Today is not the first Friday on which there is no ESPN2 Friday Night Fights. As the years rolled on, from 1998 to now, we watched college football hack out three months. They also took weeks off during the hot season, as well. However, this is the first blank Friday after which an indefinite number of them will be coming. Al Haymon, who alternately becomes a savior and destructor of our wonderful sport has destroyed the FNF brand to make room for his 11 shows a year on ESPN. As with most things involving the elusive Haymon, there is a good side and bad side.

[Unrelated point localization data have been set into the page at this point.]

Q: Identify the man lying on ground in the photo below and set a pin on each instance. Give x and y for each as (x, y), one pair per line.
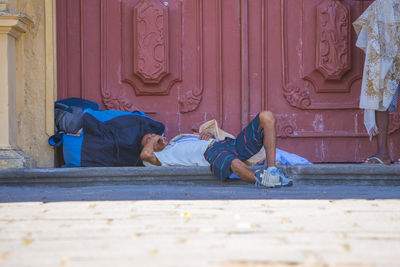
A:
(224, 156)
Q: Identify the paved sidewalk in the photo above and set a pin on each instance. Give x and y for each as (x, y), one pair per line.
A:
(201, 233)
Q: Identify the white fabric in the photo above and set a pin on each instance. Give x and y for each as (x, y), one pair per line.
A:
(187, 153)
(378, 30)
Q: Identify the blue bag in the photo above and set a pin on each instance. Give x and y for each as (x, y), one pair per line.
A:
(114, 152)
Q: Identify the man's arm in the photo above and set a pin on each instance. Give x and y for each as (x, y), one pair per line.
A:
(147, 153)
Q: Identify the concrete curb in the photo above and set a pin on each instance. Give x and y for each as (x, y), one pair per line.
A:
(318, 173)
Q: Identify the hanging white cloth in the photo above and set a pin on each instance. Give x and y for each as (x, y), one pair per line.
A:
(378, 30)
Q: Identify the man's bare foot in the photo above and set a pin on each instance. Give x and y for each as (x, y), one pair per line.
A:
(384, 160)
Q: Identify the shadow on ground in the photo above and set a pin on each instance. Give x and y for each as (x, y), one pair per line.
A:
(193, 191)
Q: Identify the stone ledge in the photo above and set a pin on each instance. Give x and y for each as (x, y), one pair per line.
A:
(318, 173)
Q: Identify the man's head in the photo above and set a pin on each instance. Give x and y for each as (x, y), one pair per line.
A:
(160, 142)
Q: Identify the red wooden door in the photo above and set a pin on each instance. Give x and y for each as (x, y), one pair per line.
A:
(188, 61)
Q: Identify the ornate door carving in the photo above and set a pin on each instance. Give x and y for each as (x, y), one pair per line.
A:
(188, 61)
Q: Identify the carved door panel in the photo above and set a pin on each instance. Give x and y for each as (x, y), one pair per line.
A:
(161, 57)
(315, 81)
(188, 61)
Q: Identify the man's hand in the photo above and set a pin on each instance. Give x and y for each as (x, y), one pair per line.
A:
(205, 136)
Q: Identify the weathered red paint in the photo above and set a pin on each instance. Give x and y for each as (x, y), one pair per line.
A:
(185, 62)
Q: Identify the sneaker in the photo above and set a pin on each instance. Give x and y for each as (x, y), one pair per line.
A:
(265, 178)
(284, 181)
(271, 177)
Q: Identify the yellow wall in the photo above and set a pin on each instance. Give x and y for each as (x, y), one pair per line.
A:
(35, 81)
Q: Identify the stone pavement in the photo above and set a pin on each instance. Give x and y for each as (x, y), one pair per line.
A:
(201, 233)
(127, 217)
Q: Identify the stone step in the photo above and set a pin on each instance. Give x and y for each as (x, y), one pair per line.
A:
(318, 173)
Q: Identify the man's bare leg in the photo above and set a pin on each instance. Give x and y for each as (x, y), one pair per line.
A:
(267, 123)
(382, 121)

The good part of this, is that it makes for more accessible cards to the non-die hard fans, whom Haymon has always been more fond of than the regulars. Much like his network shows, he is bringing boxing back to a general audience. The bad part of this, is that Haymon rarely makes for competitive fights. He is a safety-first businessman, who looks to protect fighters with unbeaten records. He'll take risks with Khan, Broner, and Chavez Jr. because those men have losses. However, Thurman, Mayweather, Garcia, and Wilder are matched very carefully, with only the risks that are absolutely necessary.

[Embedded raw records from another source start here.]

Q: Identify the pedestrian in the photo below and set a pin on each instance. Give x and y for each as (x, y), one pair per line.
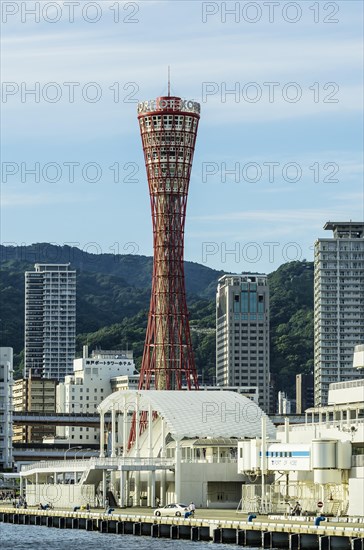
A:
(297, 509)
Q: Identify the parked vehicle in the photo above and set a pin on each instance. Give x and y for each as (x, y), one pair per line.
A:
(178, 510)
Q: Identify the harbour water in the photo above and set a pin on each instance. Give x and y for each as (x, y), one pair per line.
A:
(25, 537)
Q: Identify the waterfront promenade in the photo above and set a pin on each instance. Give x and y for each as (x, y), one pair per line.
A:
(220, 526)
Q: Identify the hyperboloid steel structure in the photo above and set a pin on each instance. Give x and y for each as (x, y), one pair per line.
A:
(168, 127)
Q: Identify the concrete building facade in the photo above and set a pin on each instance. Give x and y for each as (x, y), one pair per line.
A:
(6, 387)
(50, 320)
(93, 379)
(34, 394)
(242, 333)
(339, 304)
(304, 392)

This is because they have that illustrious 0. No matter how many fighters with losses become fan favorites and hall of famers, many promoters cannot get that unbeaten record out of their heads. It does not help that the biggest star in boxing has one now (something that has rarely happened in the past... maybe Tyson, Chavez, and DLH in his heyday being noteworthy exceptions). One man running boxing would not be good for the sport in any case. When it is a man with Haymon's protective nature, it is even worse.

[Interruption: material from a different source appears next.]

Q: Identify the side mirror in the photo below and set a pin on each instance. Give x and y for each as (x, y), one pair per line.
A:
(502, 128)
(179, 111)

Have you noticed that ESPN2's fight cards were routinely more competitive and exciting than most other networks? Only Shobox can compare. Golden Boy Live on FSN, Spike, Tru, Haymon's PBC, etc. are all designed to showcase unbeaten young fighters. There are rarely any upsets, or even any knockouts. What FNF offered us was competitive fights. I will also miss the candor of Tessitore and Atlas. If a card was terrible, or nonsense was ensuing, they would call it out. The networks did not have a muzzle on those guys. Now, with Haymon in charge, they will.
The Spike, Tru, and network cards don't call out the crap when it's happening. Half the time, the commentators are utility sports guys, who don't even know boxing. FNF was our show, and now it is gone... with no good replacement likely. I love network boxing coming back, but at what cost? I would rather see network boxing go away than have it fall permanently into the hands of Haymon. Hopefully we can do away with him, soon, as the result of the lawsuits... and we can simply thank him for starting the CBS and NBC participation... and ongoing, we can leave it to smaller promoters who actually take risks. I am not asking for much. Just a boxing show that gives the true fans who have been there all along what WE want for a change.